Mesela iman amelden cüz müdür, yani parça mıdır? Günah işleyen kâfir olur mu,
olmaz mı bilemezdik. Nitekim bid’at fırkalarından "Günah işleyen kâfir
olur" diyenler vardır. Kadere iman, imanın şartı mıdır, değil midir
bilemezdik. Mutezile fırkası, "İnsan kendi kaderini kendi çizer" derken,
Cebriye fırkası, "İnsan kaderinin mahkûmudur.
Yaptıklarından sorumlu değildir" diyor. İmanla
ilgili konuları bilemediğimiz gibi, amelle ilgili konuları bile bilemezdik.
Mesela namazların kaç rekât olduğunu, kılınış şeklini bilemezdik. Hattâ namaz
vakitlerini bile tespit edemezdik. Peygamber efendimiz, beş vakit kılmasaydı ve
beş vakit olarak bildirmeseydi piyasadaki mezhepsizler gibi üç vakit, altı
vakit, yedi vakit derdik.
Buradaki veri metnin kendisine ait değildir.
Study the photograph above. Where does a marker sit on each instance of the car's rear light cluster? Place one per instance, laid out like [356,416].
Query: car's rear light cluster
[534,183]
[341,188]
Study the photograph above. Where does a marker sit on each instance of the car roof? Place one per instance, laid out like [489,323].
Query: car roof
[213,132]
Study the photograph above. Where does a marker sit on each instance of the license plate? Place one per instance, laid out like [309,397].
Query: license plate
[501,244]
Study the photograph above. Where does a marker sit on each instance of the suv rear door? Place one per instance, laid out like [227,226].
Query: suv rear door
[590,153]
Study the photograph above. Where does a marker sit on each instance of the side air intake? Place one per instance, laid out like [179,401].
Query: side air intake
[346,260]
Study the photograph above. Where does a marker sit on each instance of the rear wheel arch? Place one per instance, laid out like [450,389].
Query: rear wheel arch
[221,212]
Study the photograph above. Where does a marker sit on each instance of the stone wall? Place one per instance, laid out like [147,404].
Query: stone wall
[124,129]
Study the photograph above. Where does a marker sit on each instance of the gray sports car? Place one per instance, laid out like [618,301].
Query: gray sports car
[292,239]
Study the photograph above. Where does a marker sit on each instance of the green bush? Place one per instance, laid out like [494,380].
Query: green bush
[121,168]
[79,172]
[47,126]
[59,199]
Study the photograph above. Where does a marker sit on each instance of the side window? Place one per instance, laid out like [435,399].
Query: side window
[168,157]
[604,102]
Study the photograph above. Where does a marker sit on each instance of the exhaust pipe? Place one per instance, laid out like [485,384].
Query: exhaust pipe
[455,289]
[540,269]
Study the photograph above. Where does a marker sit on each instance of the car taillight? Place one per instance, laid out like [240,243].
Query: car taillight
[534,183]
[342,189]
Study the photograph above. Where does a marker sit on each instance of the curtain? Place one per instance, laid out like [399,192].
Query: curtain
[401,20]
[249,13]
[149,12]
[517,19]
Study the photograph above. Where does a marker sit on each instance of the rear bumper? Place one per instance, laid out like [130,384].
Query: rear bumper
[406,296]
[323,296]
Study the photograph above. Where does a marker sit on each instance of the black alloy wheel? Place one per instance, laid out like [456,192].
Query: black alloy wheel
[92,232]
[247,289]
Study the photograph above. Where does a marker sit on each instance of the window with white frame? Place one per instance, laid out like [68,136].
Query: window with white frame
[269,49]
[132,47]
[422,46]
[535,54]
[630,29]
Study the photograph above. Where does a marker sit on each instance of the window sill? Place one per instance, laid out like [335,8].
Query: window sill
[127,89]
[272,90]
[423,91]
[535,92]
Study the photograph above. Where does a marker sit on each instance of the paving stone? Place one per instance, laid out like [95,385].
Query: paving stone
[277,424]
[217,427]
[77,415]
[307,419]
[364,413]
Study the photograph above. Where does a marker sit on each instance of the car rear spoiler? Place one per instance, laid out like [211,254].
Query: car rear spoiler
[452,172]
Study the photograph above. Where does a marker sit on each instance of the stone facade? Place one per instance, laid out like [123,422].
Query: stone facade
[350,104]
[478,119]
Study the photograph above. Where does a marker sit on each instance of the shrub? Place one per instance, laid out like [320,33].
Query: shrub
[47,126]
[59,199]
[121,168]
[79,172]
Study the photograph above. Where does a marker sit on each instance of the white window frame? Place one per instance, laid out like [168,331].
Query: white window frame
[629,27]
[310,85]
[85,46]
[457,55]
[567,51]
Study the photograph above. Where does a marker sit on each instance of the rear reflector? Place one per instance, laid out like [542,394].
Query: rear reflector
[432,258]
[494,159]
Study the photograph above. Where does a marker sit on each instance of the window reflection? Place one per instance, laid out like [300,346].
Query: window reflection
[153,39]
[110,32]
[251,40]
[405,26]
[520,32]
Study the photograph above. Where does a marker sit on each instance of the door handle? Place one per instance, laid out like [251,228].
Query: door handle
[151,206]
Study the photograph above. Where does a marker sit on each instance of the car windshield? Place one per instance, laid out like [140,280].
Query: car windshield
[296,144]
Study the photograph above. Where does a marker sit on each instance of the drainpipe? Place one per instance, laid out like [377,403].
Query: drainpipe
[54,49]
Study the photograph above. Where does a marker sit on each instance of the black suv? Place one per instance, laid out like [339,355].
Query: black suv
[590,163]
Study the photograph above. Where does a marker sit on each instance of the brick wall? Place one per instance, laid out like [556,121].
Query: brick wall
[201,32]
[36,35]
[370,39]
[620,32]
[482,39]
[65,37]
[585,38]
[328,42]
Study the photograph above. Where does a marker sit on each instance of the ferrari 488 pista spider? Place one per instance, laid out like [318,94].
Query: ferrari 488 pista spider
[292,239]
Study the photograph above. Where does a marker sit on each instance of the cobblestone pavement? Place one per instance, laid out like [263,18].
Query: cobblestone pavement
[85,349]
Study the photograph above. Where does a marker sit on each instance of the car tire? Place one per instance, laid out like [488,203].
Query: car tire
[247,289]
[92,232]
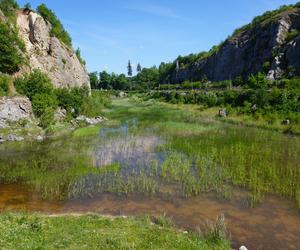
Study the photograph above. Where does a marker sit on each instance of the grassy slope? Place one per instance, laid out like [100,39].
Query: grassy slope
[94,232]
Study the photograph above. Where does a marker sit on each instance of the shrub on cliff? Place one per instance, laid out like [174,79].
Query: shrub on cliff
[34,83]
[57,27]
[11,47]
[4,85]
[8,7]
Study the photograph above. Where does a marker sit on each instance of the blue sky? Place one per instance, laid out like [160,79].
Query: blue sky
[110,32]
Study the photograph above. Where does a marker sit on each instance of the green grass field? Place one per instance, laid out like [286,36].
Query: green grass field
[20,231]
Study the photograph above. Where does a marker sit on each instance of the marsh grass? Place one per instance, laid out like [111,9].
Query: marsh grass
[27,231]
[155,148]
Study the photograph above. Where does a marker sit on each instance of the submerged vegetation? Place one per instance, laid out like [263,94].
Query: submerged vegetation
[190,154]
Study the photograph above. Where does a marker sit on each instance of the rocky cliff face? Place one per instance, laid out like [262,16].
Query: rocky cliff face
[14,109]
[48,54]
[246,52]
Ayakları yıkamak mı, yoksa mesh etmek mi gerekir?
Ayaklara mest giymek caiz olur mu? Bunları Kur’ândan anlayamazdık. Peygamber
efendimizin tatbikatı olduğu için biliyoruz.
Kur’ân-ı kerimde (Abdestte başınızı mesh
edin) deniyor. Başın ne kadarını mesh etmenin farz
olduğunu bilemezdik. Dört mezhep imamımız bu hususta farklı ictihatta
bulunmuştur:
İmam-ı
Mâlik, (Başın tamamını mesh etmek farzdır. Resulullah başın tamamını
mesh ederdi) diyor.
İmam-ı
Ahmed de, (Başın tamamı meshedilir, ama kulaklar da başa
dâhildir) diyor.
İmam-ı
Şâfiî, (Mesh demek, dokunmak demektir, bir parmakla başa dokunulsa
mesh farzı yerine gelir) diyor.
İmam-ı
A'zam, (Bir uzvun dörtte birini mesh etmek tamamını mesh etmek yerine
geçer. Başın dörtte birini mesh etmek farzdır. Resulullah'ın, başın tamamını
mesh etmesi, her tarafını mesh etmenin sünnet olduğunu göstermektedir) diyor.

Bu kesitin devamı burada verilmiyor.